I haven’t done a usage report for GOA4 and GOA5 for a while, and now that there’s a hosted copy of the GOA5 dataset with a dashboard elsewhere. I’m not sure how useful they are. I do know that book copies have declined considerably, from over 4,000 for GOA4 to around 740 for GOA5 (including two printed books). I find that discouraging, especially since the book includes caveats that aren’t in the dataset.

Meantime, one with the show. I surely hope we don’t hit “double 70” next year — with 70% of serious OA journals “diamond” but 70% of the articles appearing in the fee-charging journals….

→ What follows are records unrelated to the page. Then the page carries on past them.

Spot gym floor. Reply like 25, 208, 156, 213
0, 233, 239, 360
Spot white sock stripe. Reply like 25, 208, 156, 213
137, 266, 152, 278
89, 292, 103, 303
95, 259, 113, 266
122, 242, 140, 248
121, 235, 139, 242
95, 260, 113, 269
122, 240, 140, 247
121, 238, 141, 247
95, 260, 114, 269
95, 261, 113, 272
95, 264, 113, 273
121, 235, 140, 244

GOA6: Second part of second pass

Monday, May 10th, 2021


I just finished the second part of the second data-gathering pass–rechecking 732 journals that had problems other than malware. Most of those problems were resolved, either because the journal’s host fixed a problem or because I could reach the journal at a different URL by searching on title and ISSN. The pass found 21 no longer in DOAJ and left 126 to be rechecked one last time. [The check of journals against those removed from DOAJ since January 1, 2021 yielded 40 cases–and this part of the scan yielded another 21 no longer in DOAJ. Since many journals have two ISSNs, I only save one, and the removal list only provides one, this oddity is not surprising.]

At this point, there are 1,049,954 articles from 2020 and 879,377 from 2019, from 14,635 fully-analyzed journals–numbers that probably won’t grow a lot.

Next step: a quick check of xm/malware journals for resolutions–then, beginning May 15, the final check.



GOA6: First part of second pass

Sunday, May 2nd, 2021

I just finished the first part of the second data-gathering pass–rechecking slightly more than 2,200 journals that (a) seemed likely to have another 2020 issue appear in early 2021 or (b) had less than 2/3 as many 2020 articles as 2019.

In all, counts were changed in 690 of the journals–mostly added 2020 counts but with some changes for 2019 (and, rarely, earlier years) as well. At the end of the process, the 2,200-odd journals show 56,268 articles for 2020 (but 92,225 for 2019: since (b) above meant that every journal with 2019 articles and no 2020 articles was rechecked).

Naturally, the success rate for additional articles declined as the scan progressed, since the time lapse between scans shrank. Counts changed for 273 of the first 550 journals; 207 of the second 550; 106 for the third 550 and 104 for the last 560+.

At this point, 14,054 journals are in place for full analysis, with 1,028,737 articles for 2020 and 860,799 for 2019.

Next step: check the remaining 1,612 journals against the list of journals removed from DOAJ between January 1 and May 2. Then recheck all the journals that were problematic for some reason other than malware, since most of those should be transitory problems.